Girato in digitale, il lungometraggio si riallaccia alla tradizione del film ad episodi, privilegiando un segmento principale, che è quello che poi da il titolo all'intera operazione, in cui il bagnino Sergio, con il volto di Alberto Bognanni, dopo aver pescato tra le onde marine una bottiglia contenente un allettante annuncio matrimoniale, fa conoscenza con la mittente Mara, interpretata da Martina Melani, a detta sua spirito elementale denominato ondina. Ed è a partire da questa figura, donna che ha bisogno di sposarsi per acquistare un'anima immortale, che la pellicola si lascia interpretare come metafora sulla ricerca dell'amore eterno, mentre vengono introdotti gli altri due episodi: "Refrain", incentrato su una ragazza muta che accetta di rincontrare un anziano malvivente colpevole di averla violentata in passato, e "Nel sonno", le cui protagoniste sono due sorelle con la fama di streghe che rinunciano alla vendetta nei confronti di un sacerdote, il quale, prima di prendere i voti, fece innamorare di sé, fino alla follia, la loro psicolabile sorella minore.

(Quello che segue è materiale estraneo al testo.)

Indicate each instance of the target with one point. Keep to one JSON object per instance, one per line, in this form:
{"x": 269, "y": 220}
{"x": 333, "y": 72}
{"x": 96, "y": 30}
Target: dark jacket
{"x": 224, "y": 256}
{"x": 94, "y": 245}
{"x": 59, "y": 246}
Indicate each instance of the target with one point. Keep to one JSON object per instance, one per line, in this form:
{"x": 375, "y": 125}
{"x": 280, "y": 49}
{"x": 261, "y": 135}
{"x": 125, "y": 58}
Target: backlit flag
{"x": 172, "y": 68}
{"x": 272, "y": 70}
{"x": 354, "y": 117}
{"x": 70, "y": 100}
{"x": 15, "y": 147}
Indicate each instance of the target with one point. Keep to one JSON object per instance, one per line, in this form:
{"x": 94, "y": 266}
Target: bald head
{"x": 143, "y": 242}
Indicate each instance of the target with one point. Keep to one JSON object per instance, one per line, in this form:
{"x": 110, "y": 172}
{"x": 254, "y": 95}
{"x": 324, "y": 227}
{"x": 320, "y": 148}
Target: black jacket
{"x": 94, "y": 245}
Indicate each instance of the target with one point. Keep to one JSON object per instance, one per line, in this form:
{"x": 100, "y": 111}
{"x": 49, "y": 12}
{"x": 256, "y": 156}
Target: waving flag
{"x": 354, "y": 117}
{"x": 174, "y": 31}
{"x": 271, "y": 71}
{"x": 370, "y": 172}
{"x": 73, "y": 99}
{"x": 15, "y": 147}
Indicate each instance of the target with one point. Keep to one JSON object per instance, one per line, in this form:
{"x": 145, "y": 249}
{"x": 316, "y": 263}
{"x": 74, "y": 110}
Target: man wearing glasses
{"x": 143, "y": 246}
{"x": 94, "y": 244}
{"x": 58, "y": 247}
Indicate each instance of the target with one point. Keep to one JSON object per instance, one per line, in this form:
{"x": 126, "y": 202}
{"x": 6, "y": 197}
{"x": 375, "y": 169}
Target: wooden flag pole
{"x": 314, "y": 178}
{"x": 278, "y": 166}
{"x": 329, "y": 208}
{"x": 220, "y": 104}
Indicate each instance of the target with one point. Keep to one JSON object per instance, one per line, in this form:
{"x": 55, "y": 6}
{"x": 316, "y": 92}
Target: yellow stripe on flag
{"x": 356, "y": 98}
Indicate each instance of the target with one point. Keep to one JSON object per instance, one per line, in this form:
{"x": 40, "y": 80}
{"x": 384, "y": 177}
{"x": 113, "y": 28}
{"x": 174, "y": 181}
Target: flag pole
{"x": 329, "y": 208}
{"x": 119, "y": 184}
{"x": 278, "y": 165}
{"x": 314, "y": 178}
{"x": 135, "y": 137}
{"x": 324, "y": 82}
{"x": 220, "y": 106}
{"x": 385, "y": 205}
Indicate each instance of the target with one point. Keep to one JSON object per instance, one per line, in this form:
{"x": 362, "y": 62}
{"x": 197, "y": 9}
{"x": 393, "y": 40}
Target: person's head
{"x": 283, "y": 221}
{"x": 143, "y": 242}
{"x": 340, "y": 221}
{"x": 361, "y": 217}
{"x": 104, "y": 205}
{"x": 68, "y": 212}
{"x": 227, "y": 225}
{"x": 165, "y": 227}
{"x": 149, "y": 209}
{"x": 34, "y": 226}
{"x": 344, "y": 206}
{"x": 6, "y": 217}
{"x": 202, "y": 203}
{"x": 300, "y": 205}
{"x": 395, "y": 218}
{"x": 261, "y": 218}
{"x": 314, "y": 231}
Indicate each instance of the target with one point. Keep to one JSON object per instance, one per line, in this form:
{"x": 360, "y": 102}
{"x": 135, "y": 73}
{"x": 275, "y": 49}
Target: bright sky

L'ossessiva colonna sonora di Florindo Cimei e Raffaele Tatti, insieme alla cupa fotografia del veterano Adolfo Bartoli, spesso dai colori desaturizzati, rientra sicuramente tra i pregi di un prodotto a bassissimo costo che, concepito con l'intenzione di realizzare un film fantastico senza fare ricorso ad effetti speciali, ricorda non poco un certo cinema morboso - esoterico tricolore degli Anni Settanta, anche se Spagnol, la cui principale attività di sceneggiatore è intuibile dal grande spazio che viene dato ai dialoghi nel corso della narrazione, annovera "Rosemary's baby" di Roman Polanski tra i titoli che lo hanno ispirato. Le generosamente nude interpreti, tra le quali segnaliamo la bellissima Gilda Lapardhaja, contribuiscono in maniera efficace nel far emergere il notevole lato erotico di quello che si presenta come un non facile racconto pseudo-onirico per immagini in movimento, a tratti inquietante, ma non privo di ironia (anche se a volte c'è il sospetto che si tratti di comicità involontaria), i cui difetti sono riconducibili sicuramente alla limitatezza di budget, recitazione da soap - opera inclusa. Quindi, un biglietto da visita registico visivamente interessante, ma forse troppo ambizioso, il quale dovrebbe spingere il suo autore a scegliere, per la buona continuazione di futuro dietro la macchina da presa, soltanto una delle due strade percorse nell'esordio: quella del genere o quella di un cinema strettamente autoriale.
La frase: "A molti le ondine fanno paura".